I use gamlss method from library(gamlss) on my full models with interaction terms and try to reduce them with stepGAIC. There are 3 things I want to ask.
- Do I have to specify a link for the model?
- stepGAIC give multiple timesthe following message "Model with term cov1:cov2 has failed" and doesn't continues with reducing my full model. What does this error message mean? Does it make sense to continue the calculation
- In many posts I read that forward/backward method of the stepAIC method is not good-
are there any "good" alternatives to do that?
Thanks for the answer! I'm very new to GAMLSS Theory. I actually wanted to fit a LM on my continuous variables, but I think that there is heteroscedasticity present, so I switched to GAMLSS to try out other distributions than normal distribution. I'm not really sure whether a link function is needed. Does gamlss this automatically if I specify a distribution from it's selection?

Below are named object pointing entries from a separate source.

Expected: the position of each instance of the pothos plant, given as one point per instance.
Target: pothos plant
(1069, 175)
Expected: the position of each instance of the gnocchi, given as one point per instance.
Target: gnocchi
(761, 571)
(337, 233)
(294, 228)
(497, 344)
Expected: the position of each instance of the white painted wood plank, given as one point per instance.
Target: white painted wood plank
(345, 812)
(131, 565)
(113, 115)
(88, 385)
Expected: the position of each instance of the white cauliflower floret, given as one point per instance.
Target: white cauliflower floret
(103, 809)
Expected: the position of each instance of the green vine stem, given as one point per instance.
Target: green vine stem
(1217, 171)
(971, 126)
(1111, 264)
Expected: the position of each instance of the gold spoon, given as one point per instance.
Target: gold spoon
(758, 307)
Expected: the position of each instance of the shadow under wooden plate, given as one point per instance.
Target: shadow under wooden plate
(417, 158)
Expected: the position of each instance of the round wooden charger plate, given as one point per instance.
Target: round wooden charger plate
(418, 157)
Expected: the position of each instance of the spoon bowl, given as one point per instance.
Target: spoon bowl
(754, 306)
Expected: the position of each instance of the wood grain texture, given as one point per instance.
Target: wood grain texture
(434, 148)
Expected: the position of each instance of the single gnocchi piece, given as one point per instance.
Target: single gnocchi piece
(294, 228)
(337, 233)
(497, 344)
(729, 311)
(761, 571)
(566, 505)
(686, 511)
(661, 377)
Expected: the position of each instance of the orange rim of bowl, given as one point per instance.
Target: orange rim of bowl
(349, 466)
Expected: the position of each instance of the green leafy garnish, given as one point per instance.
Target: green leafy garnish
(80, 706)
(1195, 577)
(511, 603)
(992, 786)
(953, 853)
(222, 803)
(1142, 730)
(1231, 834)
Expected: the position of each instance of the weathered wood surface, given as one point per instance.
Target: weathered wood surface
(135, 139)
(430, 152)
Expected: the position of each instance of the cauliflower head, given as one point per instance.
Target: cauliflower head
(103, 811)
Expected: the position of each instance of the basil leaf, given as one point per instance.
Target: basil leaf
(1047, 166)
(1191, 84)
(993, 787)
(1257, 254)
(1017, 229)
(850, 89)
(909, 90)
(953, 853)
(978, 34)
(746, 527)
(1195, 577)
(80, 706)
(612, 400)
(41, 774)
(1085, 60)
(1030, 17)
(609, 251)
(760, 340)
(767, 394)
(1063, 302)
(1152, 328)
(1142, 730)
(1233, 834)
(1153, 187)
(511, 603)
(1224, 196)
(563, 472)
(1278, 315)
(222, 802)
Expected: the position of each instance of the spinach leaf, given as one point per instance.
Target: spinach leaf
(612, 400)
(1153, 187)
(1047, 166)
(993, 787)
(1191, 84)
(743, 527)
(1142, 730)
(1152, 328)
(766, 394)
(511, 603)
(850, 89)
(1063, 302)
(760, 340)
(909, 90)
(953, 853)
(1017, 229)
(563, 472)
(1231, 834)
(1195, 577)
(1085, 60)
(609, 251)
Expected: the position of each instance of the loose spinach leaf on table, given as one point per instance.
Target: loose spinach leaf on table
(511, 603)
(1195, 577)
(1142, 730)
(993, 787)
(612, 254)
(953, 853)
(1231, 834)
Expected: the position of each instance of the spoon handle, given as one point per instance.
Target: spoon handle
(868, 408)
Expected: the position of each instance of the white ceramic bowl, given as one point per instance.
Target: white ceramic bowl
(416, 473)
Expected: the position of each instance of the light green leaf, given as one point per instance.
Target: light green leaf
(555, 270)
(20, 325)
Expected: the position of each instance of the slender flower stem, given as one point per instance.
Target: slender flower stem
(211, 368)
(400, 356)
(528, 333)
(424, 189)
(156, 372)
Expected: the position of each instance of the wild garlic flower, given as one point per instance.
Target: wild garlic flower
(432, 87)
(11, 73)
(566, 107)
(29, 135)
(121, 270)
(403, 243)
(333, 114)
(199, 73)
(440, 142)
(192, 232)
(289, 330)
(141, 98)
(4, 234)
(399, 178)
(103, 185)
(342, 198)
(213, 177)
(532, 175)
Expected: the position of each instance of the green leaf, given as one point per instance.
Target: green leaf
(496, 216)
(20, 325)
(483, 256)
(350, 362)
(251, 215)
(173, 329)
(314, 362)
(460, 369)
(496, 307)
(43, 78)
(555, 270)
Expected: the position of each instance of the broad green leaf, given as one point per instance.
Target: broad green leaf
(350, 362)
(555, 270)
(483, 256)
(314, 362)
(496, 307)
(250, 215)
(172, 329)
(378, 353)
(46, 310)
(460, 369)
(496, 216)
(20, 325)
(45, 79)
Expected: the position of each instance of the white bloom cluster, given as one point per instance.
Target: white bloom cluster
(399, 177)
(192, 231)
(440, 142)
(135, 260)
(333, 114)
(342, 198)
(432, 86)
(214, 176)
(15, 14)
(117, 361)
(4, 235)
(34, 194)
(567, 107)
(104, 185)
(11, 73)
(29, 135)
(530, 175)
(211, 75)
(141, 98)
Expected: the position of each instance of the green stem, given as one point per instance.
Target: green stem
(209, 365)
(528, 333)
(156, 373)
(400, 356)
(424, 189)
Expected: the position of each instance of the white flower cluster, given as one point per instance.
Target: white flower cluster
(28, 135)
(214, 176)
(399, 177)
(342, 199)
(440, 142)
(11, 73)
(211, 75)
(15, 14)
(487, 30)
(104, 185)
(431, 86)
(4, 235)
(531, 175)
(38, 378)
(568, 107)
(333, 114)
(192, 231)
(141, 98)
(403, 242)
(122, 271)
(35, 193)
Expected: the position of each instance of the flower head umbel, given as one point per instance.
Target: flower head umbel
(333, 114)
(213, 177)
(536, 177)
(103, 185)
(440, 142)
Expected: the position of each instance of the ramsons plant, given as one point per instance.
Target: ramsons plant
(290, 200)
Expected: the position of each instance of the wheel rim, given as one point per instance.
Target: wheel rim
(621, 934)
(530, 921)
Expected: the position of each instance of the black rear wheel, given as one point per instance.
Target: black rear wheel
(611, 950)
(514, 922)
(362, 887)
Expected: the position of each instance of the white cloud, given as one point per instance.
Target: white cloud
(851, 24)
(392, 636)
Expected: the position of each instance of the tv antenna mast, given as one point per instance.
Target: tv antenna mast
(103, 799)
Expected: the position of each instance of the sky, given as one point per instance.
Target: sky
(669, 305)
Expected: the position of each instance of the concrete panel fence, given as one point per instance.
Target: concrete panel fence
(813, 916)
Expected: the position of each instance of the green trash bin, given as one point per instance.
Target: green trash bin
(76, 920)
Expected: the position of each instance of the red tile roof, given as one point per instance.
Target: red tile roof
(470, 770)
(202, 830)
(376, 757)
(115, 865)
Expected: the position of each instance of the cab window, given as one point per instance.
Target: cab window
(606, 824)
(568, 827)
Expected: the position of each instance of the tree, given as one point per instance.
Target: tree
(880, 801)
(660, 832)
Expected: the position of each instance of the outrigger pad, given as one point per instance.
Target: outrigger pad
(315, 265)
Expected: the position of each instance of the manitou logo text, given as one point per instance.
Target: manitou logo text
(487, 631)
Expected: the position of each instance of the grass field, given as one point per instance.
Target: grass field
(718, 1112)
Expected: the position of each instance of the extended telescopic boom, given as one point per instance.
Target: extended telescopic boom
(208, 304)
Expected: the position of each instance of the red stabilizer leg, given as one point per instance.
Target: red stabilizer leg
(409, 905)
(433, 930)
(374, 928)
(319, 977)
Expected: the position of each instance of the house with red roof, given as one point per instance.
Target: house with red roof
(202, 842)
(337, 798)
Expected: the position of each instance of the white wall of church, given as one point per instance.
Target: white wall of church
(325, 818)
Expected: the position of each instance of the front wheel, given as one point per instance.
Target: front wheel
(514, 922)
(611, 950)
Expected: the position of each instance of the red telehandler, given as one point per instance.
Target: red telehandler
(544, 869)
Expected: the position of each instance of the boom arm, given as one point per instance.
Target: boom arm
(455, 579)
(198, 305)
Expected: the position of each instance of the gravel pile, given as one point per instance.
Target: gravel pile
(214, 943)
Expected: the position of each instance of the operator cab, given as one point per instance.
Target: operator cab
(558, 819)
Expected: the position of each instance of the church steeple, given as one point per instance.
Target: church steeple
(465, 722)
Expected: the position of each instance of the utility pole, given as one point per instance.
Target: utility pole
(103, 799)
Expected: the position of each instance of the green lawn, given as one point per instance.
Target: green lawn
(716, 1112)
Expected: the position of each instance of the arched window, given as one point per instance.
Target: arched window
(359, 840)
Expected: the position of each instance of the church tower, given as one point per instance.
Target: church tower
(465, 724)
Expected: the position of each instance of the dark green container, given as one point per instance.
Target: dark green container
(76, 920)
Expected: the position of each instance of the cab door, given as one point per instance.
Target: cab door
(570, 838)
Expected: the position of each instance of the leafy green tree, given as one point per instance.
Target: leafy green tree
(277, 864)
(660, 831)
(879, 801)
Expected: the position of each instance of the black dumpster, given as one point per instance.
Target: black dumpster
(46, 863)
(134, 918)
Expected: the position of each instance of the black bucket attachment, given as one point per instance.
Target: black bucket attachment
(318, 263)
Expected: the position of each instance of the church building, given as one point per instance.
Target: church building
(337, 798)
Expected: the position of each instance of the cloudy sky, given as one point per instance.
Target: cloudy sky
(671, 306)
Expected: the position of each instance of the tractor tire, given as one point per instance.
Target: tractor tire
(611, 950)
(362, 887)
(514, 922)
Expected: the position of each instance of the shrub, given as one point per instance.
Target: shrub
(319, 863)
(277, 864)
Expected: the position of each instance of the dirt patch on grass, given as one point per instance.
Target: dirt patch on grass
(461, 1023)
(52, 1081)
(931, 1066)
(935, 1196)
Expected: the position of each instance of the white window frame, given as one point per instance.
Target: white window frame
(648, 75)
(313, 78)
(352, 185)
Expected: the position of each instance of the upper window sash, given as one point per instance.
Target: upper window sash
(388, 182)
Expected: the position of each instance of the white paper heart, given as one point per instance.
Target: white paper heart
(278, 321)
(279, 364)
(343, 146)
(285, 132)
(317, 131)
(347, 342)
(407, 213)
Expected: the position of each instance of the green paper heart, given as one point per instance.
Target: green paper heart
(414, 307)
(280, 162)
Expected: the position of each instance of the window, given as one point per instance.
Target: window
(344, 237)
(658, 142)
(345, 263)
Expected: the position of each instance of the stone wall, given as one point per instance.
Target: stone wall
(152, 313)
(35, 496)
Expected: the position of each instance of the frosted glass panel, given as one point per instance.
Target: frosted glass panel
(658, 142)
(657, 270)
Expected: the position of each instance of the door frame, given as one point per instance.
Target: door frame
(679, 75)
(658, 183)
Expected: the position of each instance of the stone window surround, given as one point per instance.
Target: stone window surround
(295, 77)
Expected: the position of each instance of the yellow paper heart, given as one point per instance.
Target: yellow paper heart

The reason I use stepwise reduction is that I have around 20 other variables to look at and I don't have much time. Strange thing is that if I make forward selection from the Null model with the step function for the LM model (with lm function) I get a model with maineffects and several interactions. Everything is ok. If I do the same procedure with the gamlss and specify the distribution as NO (Normal distribution) my best model is the Null model! Maybe I did something wrong, when I specified the backward selection:
dist<-c("NO","GU","EXP") j=1 formula<-var~1 object<-gamlss(formula,k=k,family=dist[j],data=measurements) red.model <- stepGAIC(object=object, scope~(cov1+cov2+cov3+cov4+cov5+ cov6+cov7+cov8+cov9+cov10)^2, direction="backward",k=k,trace=TRUE)
Is it normal that stepGAIC is extremely slow in calculating the coefficients? It took 24 hours to calculate 4 steps in stepGAIC.